Suudi Arabistan Irak’la siyasi, ekonomik ve kültürel seviyelerde yakınlaşmak hususunda ısrarcı olmasına rağmen siyasi veya ideolojik müdahalede bulunma konusunda son derece mesafeli durmaktadır. Ona göre, Iraklılar, mensubiyetlerine bakılmaksızın eşittir. Bu nedenle, en belirgin ve en güçlü Şii sembollerden olan Mukteda es-Sadr davet edildi ve geçen yaz Veliaht Prens Muhammed bin Selman tarafından kabul edildi. İki ay sonra Suudi Arabistan Kralı Selman bin Abdülaziz, Haydar İbadi ve üst düzey bir heyeti Riyad’da kabul etti.

İki ülke arasındaki ilişkilerdeki yeni gelişmeleri takip etmek için bir Suudi-Irak Koordinasyon Konseyi kurulması kararlaştırıldı ve buna dair imzalar atıldı. Bugün Irak Gazeteciler Sendikasının daveti üzerine Suudi medyası editörlerden bir heyet Bağdat’ı ziyaret ediyor. İbadi ile güvenlik ve barış için birçok alanda işbirliği yapmanın ve birlikte yaşamanın önemini vurgulayan bir toplantı düzenlendi.

Bu yakınlaşma, 2003 yılından beri Irak arenasında tek başına hareket eden ve her seviyede görünür bir düşüş yaşayan İranlıları rahatsız ediyor. Suudi Arabistan, Irak konusunda İran’la rekabet etmiyor; ancak güvenlik ve servetinin yağmalanması konusunda ciddi imtihanlardan geçen komşu ve kardeş bir Arap ülkesiyle ilişkileri eski haline getirmeye çabalıyor.
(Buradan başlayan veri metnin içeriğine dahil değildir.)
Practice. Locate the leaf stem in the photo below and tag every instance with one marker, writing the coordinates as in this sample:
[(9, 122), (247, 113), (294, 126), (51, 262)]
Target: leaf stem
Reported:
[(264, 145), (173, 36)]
Riyad, mezhep çatışmalarının yüksek olduğu ve Sünni kesimin vatandaş olarak haklarının çiğnendiği zamanda bile, Sünnileri silahlandırmak için müdahalede bulunmadı. Zira bu şekildeki bir müdahalenin ateşin alevini söndürmediği gibi artıracağına inanmıştır.

Irak bugün tarihin derslerinden bir dersle karşı karşıyadır. Yaşadıklarından ders çıkarmalıdır. Irak’ın, İran’ın varlığından arındırılması ve egemenliğinin herhangi bir müdahaleye karşı korunması gerekiyor. Bu bilinç düzeyi birçok Iraklı da, özellikle de siyasi arenada kendilerini en güçlü oyuncu gören Şiiler arasında köklü bir ilke haline gelmemiş olabilir. Fakat üst düzey Iraklı Şii şahsiyetlerin ve figürlerin, kimliklerine ve yaşamlarına Farisi müdahale tehlikesinin farkında oldukları kesindir. Çünkü onlar biliyorlar ki bu kötü komşu kendilerini Suriye’ye transit geçiş haritasının bir parçası olarak kullanarak tehlikeli bir sürecin içerisine attı. Şunu da bilmek gerekir ki Bu Arap başkentini, Pers imparatorluğunun başkenti için hayal ederler.